London/Wien - Die Eröffnung der jährlichen Sitzungsperiode des britischen Parlaments durch die Königin ist eine in bester britischer Tradition von imperialem Pomp, republikanischem Selbstbewusstsein und daraus erwachsender Skurrilität geprägte Zeremonie, deren Ursprünge über mehrere Jahrhunderte zurückreichen. So, wie sie heute abläuft, datiert sie zurück auf das Jahr 1852, als das Unterhaus 18 Jahre nach dem verheerenden Brand von 1834 wiedereröffnet wurde. Sie findet im Ratssaal des Oberhauses statt - das Unterhaus hat seit 1642 kein britischer Monarch mehr betreten.

Damals war Charles I. in bewaffneter Begleitung eingedrungen und hatte versucht, fünf Parlamentsmitglieder wegen Hochverrats verhaften zu lassen.
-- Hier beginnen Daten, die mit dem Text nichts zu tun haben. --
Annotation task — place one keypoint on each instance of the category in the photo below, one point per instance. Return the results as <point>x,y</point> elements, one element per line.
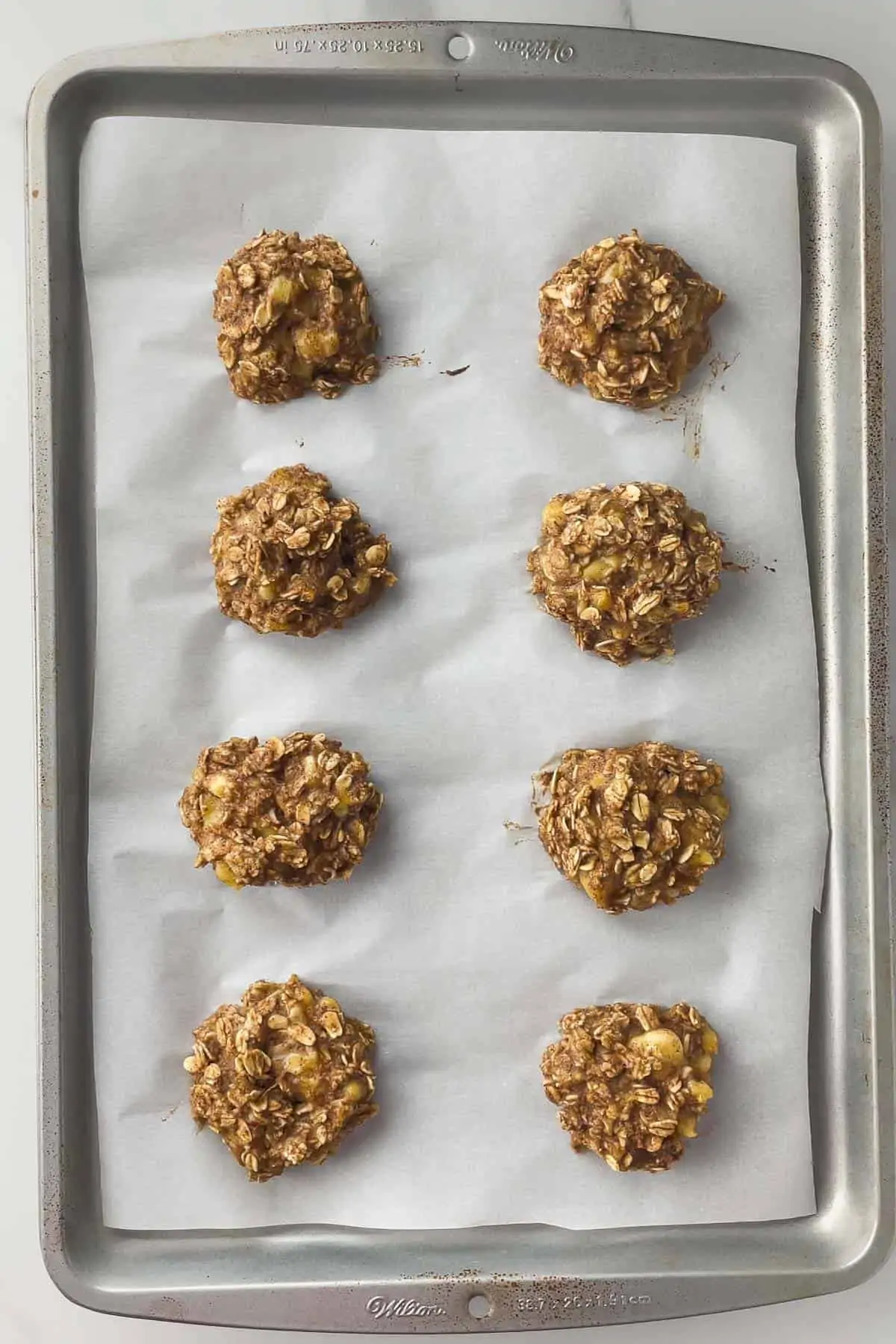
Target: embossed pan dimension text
<point>512,77</point>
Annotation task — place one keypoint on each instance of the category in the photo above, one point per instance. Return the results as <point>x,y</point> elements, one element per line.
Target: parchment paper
<point>455,937</point>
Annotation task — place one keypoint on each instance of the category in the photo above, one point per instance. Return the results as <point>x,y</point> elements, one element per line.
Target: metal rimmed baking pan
<point>500,75</point>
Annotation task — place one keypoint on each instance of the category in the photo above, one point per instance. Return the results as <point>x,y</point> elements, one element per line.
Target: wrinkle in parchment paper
<point>458,944</point>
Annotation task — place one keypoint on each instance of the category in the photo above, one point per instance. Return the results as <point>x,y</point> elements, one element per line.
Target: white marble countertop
<point>35,34</point>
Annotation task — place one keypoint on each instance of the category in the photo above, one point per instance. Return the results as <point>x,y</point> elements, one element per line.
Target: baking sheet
<point>455,939</point>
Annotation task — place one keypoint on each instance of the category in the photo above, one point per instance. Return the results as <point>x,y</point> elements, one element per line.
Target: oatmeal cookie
<point>621,566</point>
<point>626,319</point>
<point>289,557</point>
<point>294,317</point>
<point>635,827</point>
<point>296,811</point>
<point>282,1077</point>
<point>630,1081</point>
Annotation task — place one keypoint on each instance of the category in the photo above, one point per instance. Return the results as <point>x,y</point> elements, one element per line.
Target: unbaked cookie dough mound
<point>635,827</point>
<point>630,1081</point>
<point>626,319</point>
<point>281,1077</point>
<point>292,558</point>
<point>294,317</point>
<point>622,564</point>
<point>294,811</point>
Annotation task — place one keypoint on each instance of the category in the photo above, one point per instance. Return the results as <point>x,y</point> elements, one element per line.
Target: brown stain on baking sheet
<point>687,408</point>
<point>403,361</point>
Der Vorsitzende weigerte sich, ihren Aufenthaltsort zu verraten. Dieser Eklat führte letztlich zum Ausbruch des englischen Bürgerkrieges, der Ausrufung der Republik unter Oliver Cromwell und am 30. Jänner 1649 zur Enthauptung des Königs.

Durchsuchung des Kellers

Eine weitere rituelle Reminiszenz an die unruhige Geschichte des britischen Parlamentarismus stellt die zeremonielle Durchsuchung des Kellers des "Palace of Westminster" dar, bevor die Königin eintrifft. Damit wird an den "Gunpowder Plot" des Jahres 1605 erinnert, als katholische Verschwörer unter ihrem Anführer Guy Fawkes versuchten, das Parlament in die Luft zu sprengen. Der Anschlag wurde in letzter Minute vereitelt, sein Jahrestag wurde - wie seither an jedem 5. November - erst vor wenigen Tagen wieder als "Guy Fawkes Day" mit Feuerwerken begannen.
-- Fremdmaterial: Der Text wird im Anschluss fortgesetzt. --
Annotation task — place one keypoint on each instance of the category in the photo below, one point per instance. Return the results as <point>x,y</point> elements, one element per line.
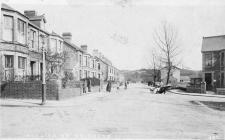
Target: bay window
<point>32,38</point>
<point>8,28</point>
<point>208,60</point>
<point>21,62</point>
<point>21,27</point>
<point>53,45</point>
<point>8,61</point>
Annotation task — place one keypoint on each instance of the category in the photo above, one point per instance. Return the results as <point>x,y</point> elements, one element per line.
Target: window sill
<point>13,42</point>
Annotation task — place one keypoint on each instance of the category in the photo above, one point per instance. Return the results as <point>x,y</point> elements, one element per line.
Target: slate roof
<point>5,6</point>
<point>38,18</point>
<point>73,45</point>
<point>213,43</point>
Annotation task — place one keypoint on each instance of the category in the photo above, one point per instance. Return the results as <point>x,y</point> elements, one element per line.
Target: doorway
<point>208,80</point>
<point>32,68</point>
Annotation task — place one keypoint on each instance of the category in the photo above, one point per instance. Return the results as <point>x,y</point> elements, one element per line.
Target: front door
<point>208,80</point>
<point>32,65</point>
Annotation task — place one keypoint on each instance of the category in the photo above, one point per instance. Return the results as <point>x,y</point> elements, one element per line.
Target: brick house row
<point>22,39</point>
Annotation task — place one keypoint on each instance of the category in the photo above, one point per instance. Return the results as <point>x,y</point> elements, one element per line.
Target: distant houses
<point>22,39</point>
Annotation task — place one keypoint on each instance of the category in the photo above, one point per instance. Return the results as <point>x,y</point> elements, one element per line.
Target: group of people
<point>109,85</point>
<point>86,84</point>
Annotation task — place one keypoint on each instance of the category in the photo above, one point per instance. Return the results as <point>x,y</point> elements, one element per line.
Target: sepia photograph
<point>112,69</point>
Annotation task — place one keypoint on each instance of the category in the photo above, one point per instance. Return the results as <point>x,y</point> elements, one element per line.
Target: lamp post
<point>43,94</point>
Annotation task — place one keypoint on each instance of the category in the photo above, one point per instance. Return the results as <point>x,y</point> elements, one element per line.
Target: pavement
<point>209,94</point>
<point>132,113</point>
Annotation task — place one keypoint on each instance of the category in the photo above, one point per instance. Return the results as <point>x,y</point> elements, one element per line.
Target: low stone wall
<point>193,90</point>
<point>220,91</point>
<point>33,90</point>
<point>29,90</point>
<point>69,93</point>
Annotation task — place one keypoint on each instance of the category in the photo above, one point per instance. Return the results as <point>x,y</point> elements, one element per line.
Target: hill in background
<point>148,74</point>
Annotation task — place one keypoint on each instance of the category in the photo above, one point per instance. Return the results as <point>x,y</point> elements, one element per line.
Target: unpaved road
<point>132,113</point>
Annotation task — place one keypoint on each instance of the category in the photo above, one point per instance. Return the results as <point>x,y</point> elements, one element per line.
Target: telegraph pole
<point>43,74</point>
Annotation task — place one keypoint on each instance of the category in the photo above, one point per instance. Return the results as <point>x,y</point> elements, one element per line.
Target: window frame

Die Königin trifft, von Kavallerie eskortiert, in ihrer Kutsche vor dem Parlament ein und betritt es durch den "Souvereign"s Entrance". Nachdem sie im "Robing Room" die zeremonielle Robe angelegt und die Staatskrone aufgesetzt hat, begibt sie sich zur "Lords Chamber", dem Sitzungssal des Oberhaues, und wartet dort auf ihrem Thron auf die Ankunft der Unterhausabgeordneten.
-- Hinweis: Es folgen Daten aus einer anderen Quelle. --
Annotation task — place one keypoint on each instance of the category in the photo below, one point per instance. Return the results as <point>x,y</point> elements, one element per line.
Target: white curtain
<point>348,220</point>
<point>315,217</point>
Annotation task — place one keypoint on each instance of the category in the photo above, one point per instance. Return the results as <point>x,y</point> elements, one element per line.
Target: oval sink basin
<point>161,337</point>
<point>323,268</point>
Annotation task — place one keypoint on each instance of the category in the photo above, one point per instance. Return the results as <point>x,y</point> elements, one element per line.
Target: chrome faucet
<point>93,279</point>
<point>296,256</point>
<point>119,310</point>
Dazu wird der "Gentleman Usher of the Black Rod" zum Unterhaus-Sitzungssaal ausgesandt - um sich dort zur rituellen Bestätigung der Unabhängigkeit vom Staatsoberhaupt die Türe vor der Nase zuschlagen zu lassen. Der "Black Rod" klopft schließlich mit seinem schwarzen Ebenholz-Stab, von dem sich sein Name ableitet, drei Mal auf die Türe. Nach der Frage: "Who is there?" ("Wer ist da?"), der Antwort "Black Rod" und der Mitteilung, dass die Königin die Unterhausabgeordneten zu sehen wünsche, folgen ihm diese schließlich, um sich vor der Schranke des Oberhauses, gegenüber des Thrones aufstellen.

Thronrede

Die Rede der Königin, der nun die Abgeordneten beider Häuser lauschen, enthält das Regierungsprogramm für das folgende Jahr und stammt zur Gänze aus der Feder des Regierungschefs bzw. seines Büros. Im Anschluss an die Thronrede folgt eine mehrtägige Parlamentsdebatte über das vorgetragene Regierungsprogramm - naturgemäß ohne die Monarchin, die sich wieder in den Buckingham-Palast zurückbegeben hat. Dort musste sich nach einer weiteren Tradition während ihres Aufenthalts im Parlament ein Mitglied des Unterhauses als "Geisel" befinden - um die gesunde Rückkehr der Königin zu garantieren. (APA)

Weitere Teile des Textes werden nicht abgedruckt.